Monday, September 18, 2006

Studio 60: Shooting at Soft Targets

"Studio 60 on the Sunset Strip" premiered on NBC tonight, and it looks like more of the same old, same old. Judd Hirsch's character, in charge of the Saturday Night Live-like show flew into a snit when the network standards and practices exec forced him to pull a skit called "Crazy Christians".

He marched onto the set and raged to the cameras raged against the "candy-assed" network execs who quiver at "...every psycho religious cult that gets positively horny at the thought of a boycott."

The delicious irony, of course, is that Studio 60 is doing in reality exactly what Hirsch's fictional character claims the networks are too afraid to do: mock and debase Christians.
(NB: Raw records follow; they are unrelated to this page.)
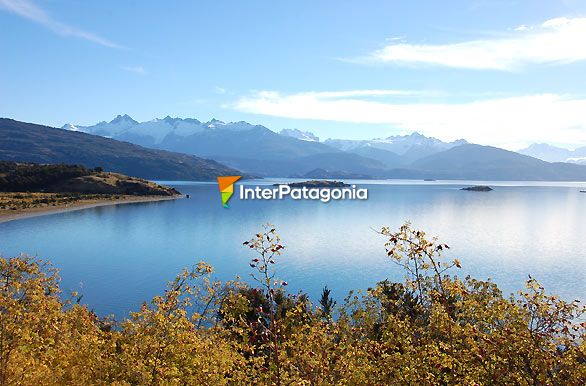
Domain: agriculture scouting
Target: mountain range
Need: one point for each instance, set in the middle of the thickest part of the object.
(188, 149)
(28, 142)
(550, 153)
(257, 150)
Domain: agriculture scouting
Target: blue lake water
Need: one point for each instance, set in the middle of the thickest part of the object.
(118, 256)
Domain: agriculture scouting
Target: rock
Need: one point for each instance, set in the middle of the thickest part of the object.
(316, 184)
(480, 188)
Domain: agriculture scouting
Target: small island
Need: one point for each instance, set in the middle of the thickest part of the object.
(316, 184)
(480, 188)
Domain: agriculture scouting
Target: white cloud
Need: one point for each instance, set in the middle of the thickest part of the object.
(559, 40)
(138, 70)
(511, 122)
(29, 10)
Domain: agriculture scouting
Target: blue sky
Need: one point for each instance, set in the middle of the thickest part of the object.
(505, 73)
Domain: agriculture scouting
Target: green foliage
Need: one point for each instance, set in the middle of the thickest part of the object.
(432, 329)
(327, 303)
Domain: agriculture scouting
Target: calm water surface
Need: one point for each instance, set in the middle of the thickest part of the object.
(118, 256)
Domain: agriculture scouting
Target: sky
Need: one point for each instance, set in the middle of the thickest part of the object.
(502, 73)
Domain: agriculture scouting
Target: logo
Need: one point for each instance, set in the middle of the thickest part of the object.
(226, 185)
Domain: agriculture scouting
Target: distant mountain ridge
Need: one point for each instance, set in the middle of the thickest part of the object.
(28, 142)
(260, 151)
(550, 153)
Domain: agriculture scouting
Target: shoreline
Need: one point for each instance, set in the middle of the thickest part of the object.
(47, 210)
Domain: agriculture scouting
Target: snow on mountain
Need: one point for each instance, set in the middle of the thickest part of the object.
(577, 160)
(153, 132)
(302, 135)
(398, 144)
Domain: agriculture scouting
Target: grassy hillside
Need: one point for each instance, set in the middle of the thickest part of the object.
(27, 142)
(26, 177)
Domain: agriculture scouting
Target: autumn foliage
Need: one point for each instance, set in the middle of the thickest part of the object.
(432, 329)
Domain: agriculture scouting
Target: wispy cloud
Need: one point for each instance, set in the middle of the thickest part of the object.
(138, 70)
(511, 122)
(559, 40)
(29, 10)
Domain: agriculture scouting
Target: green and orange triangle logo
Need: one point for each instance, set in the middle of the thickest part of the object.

Of course, courage in the face of boycotts is small potatoes compared to courage in the face of beheadings.

Studio 60 could have really impressed, if Hirsch's character had been irate about a pulled skit mocking say, Muslim extremists protesting the Pope's implication that their religion is violent - by being violent.

Or the skit might have been about the real-life comedy of network news anchors discussing the Cartoon Wars over Jyllands-Posten's printing of cartoons depicting Allah...without ever showing any of the cartoons. If you wanted to see the cartoons, well, you had to find them on blogs, the professional journalists were being "respectful of Islam."

Networks may not really quail over threats of boycotts by Christian groups, but let some jihadis talk about slitting their throats and they become the very souls of discretion.